Most people use the terms Web index, search engine, and search service interchangeably to refer to a site or service that allows you to define a search query that will retrieve specific information online. IN 2018 there are 4 primary search engines. Google, Bing, Yahoo, duckduckgo.com. The search engines listed below existed during the dotcom era and are no longer being used.
When people refer to sites such as AltaVista or Excite as search engines, they are not exactly correct. These sites are actually commercial services that provide you with an interface and a search engine (the software that actually searches the database) with which to search a database of Web documents (or portions of Web documents) Each commercial service has its own search engine searching software and indexing robot. The combination of a robot-generated database and a search engine is also referred to as a Web index.
Although it may seem that a search engine will always overpower a directory through the sheer size of its automated database, there are a couple of limitations of individual search engines that you should know about, the percentage of all Web documents that are searched, overlap between search engine services, and how they deal with synonyms and homonyms.

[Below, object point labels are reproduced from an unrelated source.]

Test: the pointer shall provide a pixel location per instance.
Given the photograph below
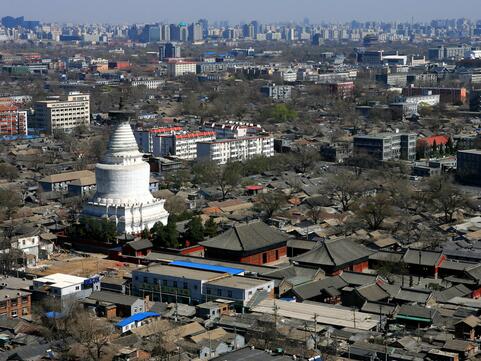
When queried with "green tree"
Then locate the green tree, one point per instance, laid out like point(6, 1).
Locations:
point(211, 228)
point(194, 230)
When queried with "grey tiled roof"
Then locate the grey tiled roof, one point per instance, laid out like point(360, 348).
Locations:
point(334, 253)
point(247, 237)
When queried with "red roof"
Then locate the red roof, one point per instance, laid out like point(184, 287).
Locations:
point(195, 135)
point(254, 188)
point(440, 139)
point(165, 130)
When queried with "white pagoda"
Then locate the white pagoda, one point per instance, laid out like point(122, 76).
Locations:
point(123, 194)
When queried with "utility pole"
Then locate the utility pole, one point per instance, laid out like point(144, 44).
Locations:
point(354, 316)
point(176, 310)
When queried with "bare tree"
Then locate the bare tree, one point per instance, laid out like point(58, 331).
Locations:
point(445, 197)
point(226, 177)
point(271, 202)
point(315, 213)
point(344, 187)
point(92, 333)
point(373, 210)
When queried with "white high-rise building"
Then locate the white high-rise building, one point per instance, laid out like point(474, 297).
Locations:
point(123, 194)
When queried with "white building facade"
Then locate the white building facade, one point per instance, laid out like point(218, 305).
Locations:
point(123, 194)
point(51, 115)
point(182, 146)
point(225, 150)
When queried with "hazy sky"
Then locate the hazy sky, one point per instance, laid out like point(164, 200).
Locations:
point(130, 11)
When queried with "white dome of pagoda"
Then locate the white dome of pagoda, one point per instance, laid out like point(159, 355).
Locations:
point(123, 186)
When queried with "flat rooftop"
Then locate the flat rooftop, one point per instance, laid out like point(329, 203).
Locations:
point(471, 151)
point(239, 282)
point(60, 280)
point(325, 314)
point(167, 258)
point(179, 272)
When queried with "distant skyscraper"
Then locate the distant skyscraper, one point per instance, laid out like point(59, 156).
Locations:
point(204, 23)
point(195, 32)
point(165, 32)
point(151, 34)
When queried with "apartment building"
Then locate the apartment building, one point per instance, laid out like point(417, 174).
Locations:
point(446, 95)
point(145, 137)
point(56, 114)
point(233, 129)
point(386, 146)
point(277, 92)
point(177, 68)
point(182, 146)
point(12, 120)
point(225, 150)
point(148, 83)
point(196, 285)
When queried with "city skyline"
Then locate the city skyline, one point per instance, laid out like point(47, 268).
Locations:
point(146, 11)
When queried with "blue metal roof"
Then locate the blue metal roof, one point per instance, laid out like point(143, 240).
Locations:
point(54, 314)
point(137, 317)
point(207, 267)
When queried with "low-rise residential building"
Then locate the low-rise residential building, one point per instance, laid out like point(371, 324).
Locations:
point(145, 137)
point(64, 289)
point(469, 166)
point(233, 129)
point(12, 121)
point(148, 83)
point(61, 181)
point(182, 146)
point(112, 304)
point(225, 150)
point(446, 95)
point(193, 285)
point(386, 146)
point(277, 92)
point(177, 68)
point(15, 303)
point(56, 114)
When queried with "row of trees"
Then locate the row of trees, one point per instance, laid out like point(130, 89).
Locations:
point(168, 236)
point(229, 176)
point(374, 199)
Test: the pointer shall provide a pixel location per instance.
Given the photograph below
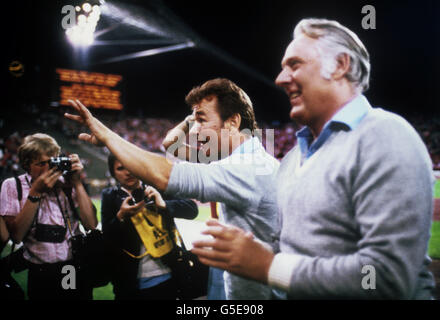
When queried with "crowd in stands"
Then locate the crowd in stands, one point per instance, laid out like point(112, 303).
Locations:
point(148, 134)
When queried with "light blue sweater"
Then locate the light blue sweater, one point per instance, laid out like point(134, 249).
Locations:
point(364, 198)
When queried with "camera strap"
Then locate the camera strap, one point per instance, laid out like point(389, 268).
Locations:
point(65, 214)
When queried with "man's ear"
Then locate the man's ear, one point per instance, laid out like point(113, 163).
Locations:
point(343, 63)
point(233, 122)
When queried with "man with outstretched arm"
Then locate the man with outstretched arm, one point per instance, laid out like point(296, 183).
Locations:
point(241, 175)
point(355, 195)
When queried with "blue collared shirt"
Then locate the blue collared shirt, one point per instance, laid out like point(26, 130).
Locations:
point(347, 118)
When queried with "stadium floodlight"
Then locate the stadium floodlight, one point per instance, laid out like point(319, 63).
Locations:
point(82, 33)
point(87, 7)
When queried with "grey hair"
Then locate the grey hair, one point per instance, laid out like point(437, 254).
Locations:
point(335, 39)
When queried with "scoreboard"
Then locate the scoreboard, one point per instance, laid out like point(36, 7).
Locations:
point(93, 89)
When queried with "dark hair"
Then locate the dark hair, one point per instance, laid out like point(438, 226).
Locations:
point(111, 164)
point(231, 100)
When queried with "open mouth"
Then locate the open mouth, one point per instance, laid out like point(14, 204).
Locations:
point(201, 143)
point(295, 97)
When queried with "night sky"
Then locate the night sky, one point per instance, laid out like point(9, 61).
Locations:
point(240, 40)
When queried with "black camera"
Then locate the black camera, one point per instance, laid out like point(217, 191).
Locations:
point(50, 233)
point(63, 164)
point(138, 195)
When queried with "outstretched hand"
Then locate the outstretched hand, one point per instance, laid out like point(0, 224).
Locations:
point(98, 130)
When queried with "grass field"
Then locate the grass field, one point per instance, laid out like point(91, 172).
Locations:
point(106, 292)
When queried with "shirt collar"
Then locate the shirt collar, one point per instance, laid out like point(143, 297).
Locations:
point(353, 112)
point(349, 115)
point(249, 146)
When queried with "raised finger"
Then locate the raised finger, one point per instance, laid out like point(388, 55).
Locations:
point(213, 255)
point(74, 117)
point(211, 243)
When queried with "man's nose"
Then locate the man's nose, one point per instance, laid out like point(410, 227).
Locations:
point(283, 78)
point(195, 128)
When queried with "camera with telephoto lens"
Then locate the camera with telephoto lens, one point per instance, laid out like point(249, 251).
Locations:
point(138, 195)
point(63, 164)
point(50, 233)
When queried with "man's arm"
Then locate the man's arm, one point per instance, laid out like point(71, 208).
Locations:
point(175, 141)
point(147, 166)
point(87, 211)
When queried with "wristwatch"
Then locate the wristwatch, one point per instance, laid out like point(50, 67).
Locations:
point(34, 199)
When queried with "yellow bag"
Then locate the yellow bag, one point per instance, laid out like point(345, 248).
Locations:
point(153, 233)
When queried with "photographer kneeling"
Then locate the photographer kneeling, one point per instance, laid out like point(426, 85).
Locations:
point(142, 277)
point(44, 218)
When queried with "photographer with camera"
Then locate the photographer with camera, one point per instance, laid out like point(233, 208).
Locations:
point(142, 277)
point(46, 217)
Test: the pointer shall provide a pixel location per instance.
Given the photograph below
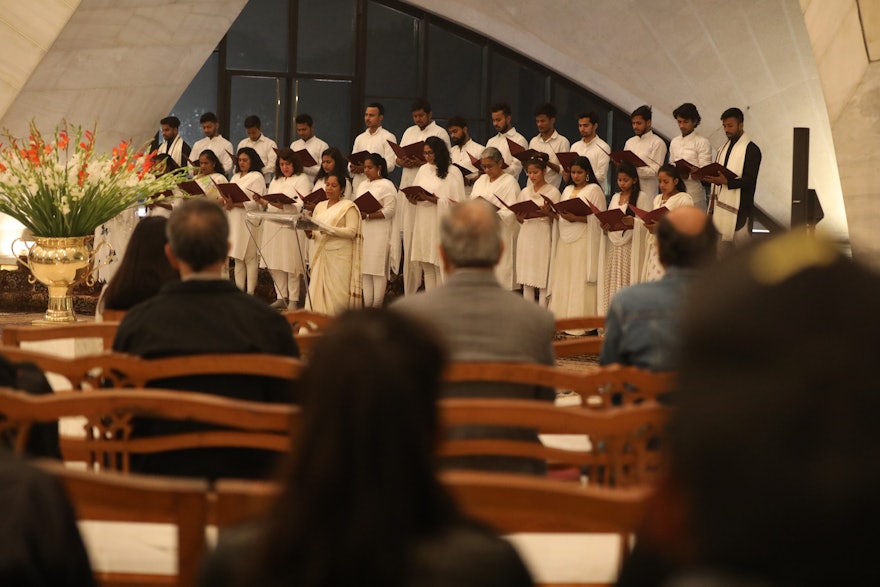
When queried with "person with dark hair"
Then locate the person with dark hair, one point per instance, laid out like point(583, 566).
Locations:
point(693, 148)
point(671, 196)
point(482, 321)
point(790, 414)
point(335, 284)
point(283, 254)
point(423, 128)
point(265, 147)
point(621, 254)
point(204, 313)
point(308, 142)
point(361, 504)
point(643, 324)
point(245, 234)
point(174, 146)
point(42, 544)
point(592, 147)
point(443, 182)
point(464, 148)
point(574, 271)
point(373, 140)
point(214, 141)
point(649, 147)
point(144, 269)
point(533, 245)
point(733, 200)
point(549, 141)
point(377, 229)
point(494, 185)
point(501, 115)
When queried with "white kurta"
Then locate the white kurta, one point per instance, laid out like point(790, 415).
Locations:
point(499, 141)
point(575, 268)
point(697, 150)
point(425, 243)
point(615, 259)
point(555, 144)
point(376, 142)
point(220, 146)
point(279, 246)
point(315, 147)
point(599, 154)
point(265, 148)
point(377, 231)
point(240, 230)
point(653, 270)
point(335, 284)
point(533, 243)
point(652, 150)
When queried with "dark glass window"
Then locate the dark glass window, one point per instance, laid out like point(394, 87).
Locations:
point(326, 36)
point(258, 39)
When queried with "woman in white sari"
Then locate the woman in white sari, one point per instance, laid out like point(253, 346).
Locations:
point(335, 284)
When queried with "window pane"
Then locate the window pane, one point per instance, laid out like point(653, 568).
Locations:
point(451, 57)
point(325, 38)
point(392, 52)
point(255, 95)
point(520, 86)
point(258, 39)
point(199, 97)
point(329, 104)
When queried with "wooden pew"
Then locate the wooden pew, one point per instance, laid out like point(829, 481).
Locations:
point(108, 414)
point(112, 497)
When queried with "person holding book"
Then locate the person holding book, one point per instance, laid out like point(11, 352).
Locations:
point(693, 148)
point(671, 196)
point(620, 251)
point(282, 252)
point(533, 245)
point(335, 283)
point(575, 266)
point(492, 186)
point(443, 185)
point(243, 233)
point(373, 140)
point(376, 228)
point(548, 140)
point(308, 142)
point(648, 147)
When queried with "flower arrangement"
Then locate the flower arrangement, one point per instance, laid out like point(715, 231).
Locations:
point(60, 187)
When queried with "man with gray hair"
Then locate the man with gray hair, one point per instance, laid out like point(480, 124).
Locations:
point(480, 321)
point(204, 313)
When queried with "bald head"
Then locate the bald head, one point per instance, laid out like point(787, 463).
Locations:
point(470, 235)
point(686, 238)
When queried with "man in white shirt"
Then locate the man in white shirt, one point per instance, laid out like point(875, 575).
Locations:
point(549, 141)
point(373, 140)
point(214, 141)
point(592, 147)
point(174, 145)
point(307, 141)
point(649, 147)
point(693, 148)
point(501, 121)
point(265, 147)
point(463, 148)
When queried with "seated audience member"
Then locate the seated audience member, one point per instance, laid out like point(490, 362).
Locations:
point(773, 476)
point(481, 321)
point(203, 313)
point(41, 542)
point(143, 270)
point(361, 504)
point(643, 321)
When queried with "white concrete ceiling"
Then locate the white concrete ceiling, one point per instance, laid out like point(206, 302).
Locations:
point(753, 54)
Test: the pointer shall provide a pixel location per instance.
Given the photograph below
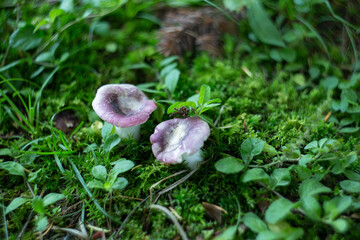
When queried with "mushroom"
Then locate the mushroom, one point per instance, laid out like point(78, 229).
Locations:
point(178, 140)
point(124, 106)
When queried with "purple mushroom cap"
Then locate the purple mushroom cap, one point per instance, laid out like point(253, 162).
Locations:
point(177, 137)
point(122, 105)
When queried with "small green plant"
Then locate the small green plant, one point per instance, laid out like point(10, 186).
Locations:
point(111, 181)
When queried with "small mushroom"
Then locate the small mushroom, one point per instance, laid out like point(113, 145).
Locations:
point(124, 106)
point(178, 140)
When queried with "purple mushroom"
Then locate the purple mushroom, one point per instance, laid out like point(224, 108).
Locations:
point(178, 140)
point(124, 106)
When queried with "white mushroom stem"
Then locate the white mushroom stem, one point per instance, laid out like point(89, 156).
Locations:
point(129, 132)
point(193, 160)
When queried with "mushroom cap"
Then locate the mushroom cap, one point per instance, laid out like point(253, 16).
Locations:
point(177, 137)
point(122, 105)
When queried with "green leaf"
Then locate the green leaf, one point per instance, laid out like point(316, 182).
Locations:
point(95, 184)
point(41, 223)
point(349, 130)
point(111, 142)
point(253, 222)
point(120, 167)
point(99, 172)
point(305, 159)
point(168, 60)
point(67, 5)
point(312, 187)
point(17, 202)
point(52, 198)
point(38, 205)
point(280, 177)
point(288, 54)
point(262, 26)
point(107, 130)
point(278, 210)
point(236, 5)
point(340, 225)
point(159, 112)
point(172, 79)
point(270, 150)
point(25, 39)
point(350, 186)
point(311, 145)
point(329, 83)
point(13, 168)
point(166, 70)
point(311, 207)
point(12, 64)
point(229, 165)
point(120, 183)
point(228, 234)
point(334, 207)
point(177, 105)
point(254, 174)
point(55, 13)
point(5, 152)
point(45, 57)
point(250, 148)
point(204, 96)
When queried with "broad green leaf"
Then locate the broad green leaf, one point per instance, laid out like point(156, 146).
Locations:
point(25, 39)
point(229, 165)
point(311, 207)
point(177, 105)
point(329, 83)
point(254, 175)
point(120, 167)
point(120, 183)
point(45, 57)
point(17, 202)
point(99, 172)
point(13, 168)
point(311, 145)
point(111, 142)
point(288, 54)
point(305, 159)
point(172, 79)
point(278, 210)
point(228, 234)
point(168, 60)
point(262, 26)
point(5, 152)
point(253, 222)
point(52, 198)
point(236, 5)
point(340, 225)
point(204, 96)
point(350, 186)
point(38, 205)
point(95, 184)
point(280, 177)
point(270, 150)
point(55, 13)
point(41, 223)
point(67, 5)
point(166, 70)
point(107, 130)
point(250, 148)
point(334, 207)
point(312, 187)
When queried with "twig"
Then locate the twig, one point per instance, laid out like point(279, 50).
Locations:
point(172, 218)
point(162, 180)
point(25, 226)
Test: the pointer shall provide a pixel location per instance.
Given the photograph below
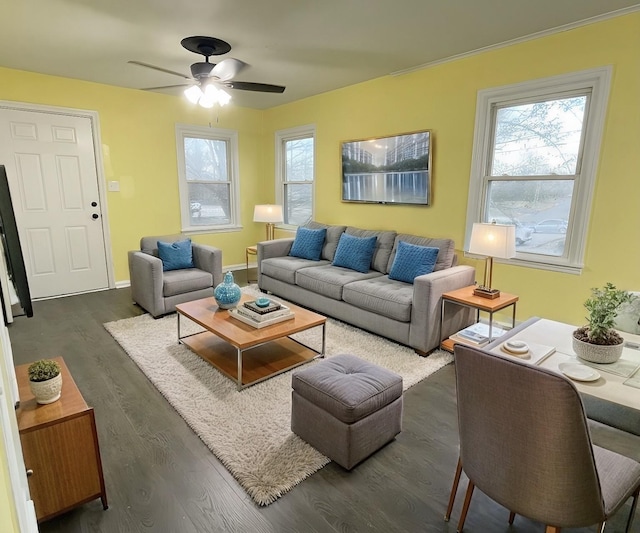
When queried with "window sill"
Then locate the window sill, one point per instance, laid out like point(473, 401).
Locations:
point(195, 230)
point(558, 266)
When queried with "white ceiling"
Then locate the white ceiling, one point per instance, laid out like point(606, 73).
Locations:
point(310, 46)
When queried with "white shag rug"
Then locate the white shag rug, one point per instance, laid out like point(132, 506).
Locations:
point(249, 431)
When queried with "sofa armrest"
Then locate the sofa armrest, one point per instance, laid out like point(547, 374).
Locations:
point(209, 259)
point(145, 277)
point(269, 249)
point(427, 306)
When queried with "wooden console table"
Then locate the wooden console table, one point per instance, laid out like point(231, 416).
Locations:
point(60, 448)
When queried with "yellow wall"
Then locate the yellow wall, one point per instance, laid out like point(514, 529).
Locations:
point(138, 134)
point(139, 150)
point(443, 99)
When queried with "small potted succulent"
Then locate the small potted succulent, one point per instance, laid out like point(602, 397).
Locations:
point(45, 380)
point(597, 341)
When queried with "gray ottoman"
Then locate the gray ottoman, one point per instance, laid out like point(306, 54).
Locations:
point(346, 408)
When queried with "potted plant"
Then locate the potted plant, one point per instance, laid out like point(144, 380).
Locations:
point(45, 380)
point(597, 341)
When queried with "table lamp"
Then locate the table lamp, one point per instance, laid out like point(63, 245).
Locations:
point(269, 213)
point(491, 240)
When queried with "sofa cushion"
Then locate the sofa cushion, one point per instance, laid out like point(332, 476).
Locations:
point(446, 254)
point(355, 252)
point(175, 255)
point(412, 261)
point(308, 243)
point(331, 239)
point(384, 245)
point(186, 280)
point(381, 295)
point(329, 280)
point(284, 268)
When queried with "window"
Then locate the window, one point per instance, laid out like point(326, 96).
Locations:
point(208, 173)
point(295, 169)
point(534, 164)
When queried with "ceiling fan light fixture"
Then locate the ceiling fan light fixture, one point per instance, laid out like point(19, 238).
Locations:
point(223, 97)
point(193, 94)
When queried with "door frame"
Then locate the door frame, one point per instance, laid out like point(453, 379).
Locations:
point(99, 163)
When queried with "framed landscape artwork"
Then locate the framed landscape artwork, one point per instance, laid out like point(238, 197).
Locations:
point(388, 170)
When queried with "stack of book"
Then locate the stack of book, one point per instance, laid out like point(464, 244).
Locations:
point(477, 334)
point(259, 317)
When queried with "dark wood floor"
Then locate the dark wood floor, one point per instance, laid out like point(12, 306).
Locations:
point(160, 477)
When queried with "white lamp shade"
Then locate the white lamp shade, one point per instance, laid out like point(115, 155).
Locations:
point(493, 240)
point(268, 213)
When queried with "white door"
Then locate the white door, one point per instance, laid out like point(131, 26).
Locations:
point(51, 167)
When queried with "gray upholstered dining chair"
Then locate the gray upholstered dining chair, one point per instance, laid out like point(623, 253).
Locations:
point(158, 290)
point(525, 443)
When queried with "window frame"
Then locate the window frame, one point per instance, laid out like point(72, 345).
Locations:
point(598, 82)
point(281, 137)
point(217, 134)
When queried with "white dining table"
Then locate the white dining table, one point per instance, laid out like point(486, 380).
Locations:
point(609, 386)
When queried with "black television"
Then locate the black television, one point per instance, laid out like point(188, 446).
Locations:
point(10, 247)
point(388, 170)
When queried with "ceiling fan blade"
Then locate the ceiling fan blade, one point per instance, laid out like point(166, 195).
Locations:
point(260, 87)
point(227, 69)
point(166, 87)
point(167, 71)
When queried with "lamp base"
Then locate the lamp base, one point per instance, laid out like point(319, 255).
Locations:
point(486, 292)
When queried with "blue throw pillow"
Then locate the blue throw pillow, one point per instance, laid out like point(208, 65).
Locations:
point(412, 261)
point(175, 255)
point(308, 243)
point(355, 252)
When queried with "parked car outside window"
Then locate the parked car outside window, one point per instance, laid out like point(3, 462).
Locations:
point(523, 233)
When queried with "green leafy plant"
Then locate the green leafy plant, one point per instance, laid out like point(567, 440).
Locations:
point(602, 308)
point(43, 370)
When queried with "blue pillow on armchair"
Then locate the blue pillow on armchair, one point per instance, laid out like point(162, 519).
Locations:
point(412, 261)
point(308, 243)
point(355, 252)
point(175, 255)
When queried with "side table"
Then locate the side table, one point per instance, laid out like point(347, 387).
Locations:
point(466, 298)
point(60, 448)
point(250, 250)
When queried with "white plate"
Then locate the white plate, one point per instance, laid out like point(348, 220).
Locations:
point(516, 347)
point(578, 372)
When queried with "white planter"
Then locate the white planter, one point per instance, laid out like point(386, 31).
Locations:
point(47, 391)
point(597, 353)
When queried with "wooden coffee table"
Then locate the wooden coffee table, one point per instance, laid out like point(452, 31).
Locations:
point(246, 354)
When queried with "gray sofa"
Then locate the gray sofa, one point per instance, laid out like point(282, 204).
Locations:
point(160, 291)
point(404, 312)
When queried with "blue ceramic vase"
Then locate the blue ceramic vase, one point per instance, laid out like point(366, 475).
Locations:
point(227, 294)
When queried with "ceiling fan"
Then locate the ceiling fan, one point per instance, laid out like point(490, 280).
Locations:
point(208, 80)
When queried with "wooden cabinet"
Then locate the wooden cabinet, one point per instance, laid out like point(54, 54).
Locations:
point(60, 448)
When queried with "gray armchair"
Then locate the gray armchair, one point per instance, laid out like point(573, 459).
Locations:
point(159, 292)
point(525, 443)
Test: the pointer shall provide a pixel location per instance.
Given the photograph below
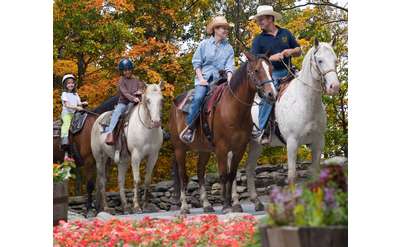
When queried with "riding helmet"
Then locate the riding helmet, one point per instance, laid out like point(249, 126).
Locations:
point(124, 64)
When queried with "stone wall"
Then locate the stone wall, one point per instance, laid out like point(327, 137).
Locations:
point(162, 193)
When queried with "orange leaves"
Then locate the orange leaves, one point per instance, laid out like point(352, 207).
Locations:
point(61, 67)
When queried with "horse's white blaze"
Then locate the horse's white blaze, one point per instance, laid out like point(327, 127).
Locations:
point(229, 160)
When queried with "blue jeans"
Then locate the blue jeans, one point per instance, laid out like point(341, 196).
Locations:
point(199, 93)
point(119, 109)
point(265, 108)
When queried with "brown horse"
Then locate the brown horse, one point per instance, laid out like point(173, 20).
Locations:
point(232, 126)
point(81, 149)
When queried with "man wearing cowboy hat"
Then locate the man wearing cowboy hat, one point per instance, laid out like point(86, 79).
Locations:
point(212, 56)
point(281, 43)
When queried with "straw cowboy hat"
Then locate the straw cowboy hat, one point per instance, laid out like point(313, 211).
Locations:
point(266, 10)
point(217, 22)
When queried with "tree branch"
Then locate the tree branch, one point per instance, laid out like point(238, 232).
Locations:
point(318, 4)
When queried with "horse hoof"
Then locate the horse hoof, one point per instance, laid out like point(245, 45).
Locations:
point(259, 206)
point(226, 210)
point(109, 210)
point(208, 209)
point(137, 210)
point(185, 211)
point(237, 208)
point(150, 208)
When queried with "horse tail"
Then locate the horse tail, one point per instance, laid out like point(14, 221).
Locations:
point(175, 177)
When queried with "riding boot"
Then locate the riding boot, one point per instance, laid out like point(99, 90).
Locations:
point(110, 139)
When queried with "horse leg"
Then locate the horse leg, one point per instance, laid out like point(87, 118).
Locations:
point(222, 157)
point(292, 146)
point(180, 156)
point(101, 202)
point(135, 162)
point(316, 150)
point(255, 150)
point(201, 165)
point(151, 162)
point(90, 170)
point(231, 186)
point(122, 167)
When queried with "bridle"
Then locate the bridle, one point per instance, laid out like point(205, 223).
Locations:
point(258, 83)
point(322, 74)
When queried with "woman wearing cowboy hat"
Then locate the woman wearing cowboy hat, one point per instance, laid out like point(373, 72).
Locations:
point(212, 55)
point(281, 43)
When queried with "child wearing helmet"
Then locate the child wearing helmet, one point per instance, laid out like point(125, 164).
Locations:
point(130, 89)
point(70, 103)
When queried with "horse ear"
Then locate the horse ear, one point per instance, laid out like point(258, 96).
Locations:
point(249, 56)
point(333, 42)
point(268, 53)
point(161, 84)
point(316, 42)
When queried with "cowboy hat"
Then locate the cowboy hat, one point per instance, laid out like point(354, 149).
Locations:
point(217, 22)
point(266, 10)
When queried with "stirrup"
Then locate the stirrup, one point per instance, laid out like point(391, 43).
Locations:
point(183, 132)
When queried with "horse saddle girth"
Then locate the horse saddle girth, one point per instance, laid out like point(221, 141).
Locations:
point(78, 122)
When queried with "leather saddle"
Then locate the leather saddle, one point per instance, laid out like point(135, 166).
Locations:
point(78, 121)
point(211, 100)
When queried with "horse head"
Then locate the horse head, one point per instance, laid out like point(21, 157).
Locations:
point(259, 69)
point(152, 100)
point(324, 61)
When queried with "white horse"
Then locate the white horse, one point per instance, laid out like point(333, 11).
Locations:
point(144, 139)
point(300, 113)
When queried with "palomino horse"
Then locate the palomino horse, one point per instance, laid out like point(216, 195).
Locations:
point(300, 113)
point(81, 150)
point(144, 138)
point(232, 126)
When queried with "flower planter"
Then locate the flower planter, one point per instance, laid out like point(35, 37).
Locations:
point(60, 202)
point(288, 236)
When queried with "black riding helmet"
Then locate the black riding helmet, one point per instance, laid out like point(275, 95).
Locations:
point(124, 64)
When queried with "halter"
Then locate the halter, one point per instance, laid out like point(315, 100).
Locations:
point(313, 60)
point(259, 85)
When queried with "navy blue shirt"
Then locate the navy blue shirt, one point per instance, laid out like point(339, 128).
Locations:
point(284, 39)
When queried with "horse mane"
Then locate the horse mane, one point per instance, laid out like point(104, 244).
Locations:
point(107, 105)
point(239, 76)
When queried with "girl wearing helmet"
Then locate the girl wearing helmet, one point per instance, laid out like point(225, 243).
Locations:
point(71, 103)
point(130, 90)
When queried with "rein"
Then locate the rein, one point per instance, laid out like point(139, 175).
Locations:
point(251, 76)
point(140, 118)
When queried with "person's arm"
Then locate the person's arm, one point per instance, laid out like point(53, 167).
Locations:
point(294, 50)
point(255, 47)
point(230, 64)
point(125, 92)
point(197, 61)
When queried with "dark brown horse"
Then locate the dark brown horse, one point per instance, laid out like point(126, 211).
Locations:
point(81, 149)
point(231, 125)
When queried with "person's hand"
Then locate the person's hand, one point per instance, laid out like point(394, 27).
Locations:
point(276, 57)
point(287, 52)
point(203, 82)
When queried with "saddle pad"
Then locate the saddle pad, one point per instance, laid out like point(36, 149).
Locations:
point(77, 122)
point(184, 100)
point(214, 97)
point(57, 128)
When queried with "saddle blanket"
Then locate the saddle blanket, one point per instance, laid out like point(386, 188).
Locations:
point(77, 122)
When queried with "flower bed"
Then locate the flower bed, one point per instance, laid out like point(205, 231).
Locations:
point(204, 230)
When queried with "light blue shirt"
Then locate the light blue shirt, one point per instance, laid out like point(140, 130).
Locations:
point(211, 58)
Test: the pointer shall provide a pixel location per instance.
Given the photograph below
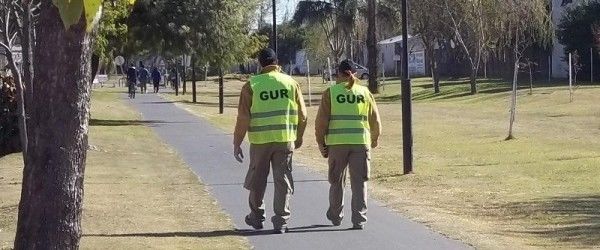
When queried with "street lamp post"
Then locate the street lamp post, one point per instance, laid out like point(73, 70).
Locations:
point(274, 35)
point(407, 133)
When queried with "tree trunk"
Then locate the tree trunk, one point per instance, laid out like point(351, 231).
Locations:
point(430, 49)
point(530, 80)
point(513, 102)
point(21, 99)
point(372, 49)
point(52, 193)
point(473, 81)
point(10, 145)
point(27, 45)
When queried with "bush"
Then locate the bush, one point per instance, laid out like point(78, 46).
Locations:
point(575, 31)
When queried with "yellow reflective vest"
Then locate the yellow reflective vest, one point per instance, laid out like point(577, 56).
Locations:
point(274, 111)
point(349, 120)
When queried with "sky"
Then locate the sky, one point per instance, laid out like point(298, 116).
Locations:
point(283, 7)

As modern search engines evolved, they started to take into account the link profile of both a given page and its domain. They found out that the relationship between these two indicators was itself a very useful metric for ranking webpages.

Domain and Page Popularity

There are hundreds of factors that help engines decide how to rank a page. In general, those hundreds of factors can be broken into two categories: 1) relevance and 2) popularity or "authority". For the purposes of this demonstration you will need to completely ignore relevancy for a second. Further, within the category of popularity, there are two primary types:

domain popularity and
page popularity.

Modern search engines rank pages by a combination of these two kinds of popularity metrics. These metrics are measurements of link profiles. To rank number one for a given query you need to have the highest amount of total popularity on the Internet.
This is very clear if you start looking for patterns in search result pages. Have you ever noticed that popular domains like Wikipedia.org tend to rank for everything? This is because they have an enormous amount of domain popularity.
Question: But what about those competitors who outrank me for a specific term with a practically unknown domain?
This happens when they have an excess of page popularity.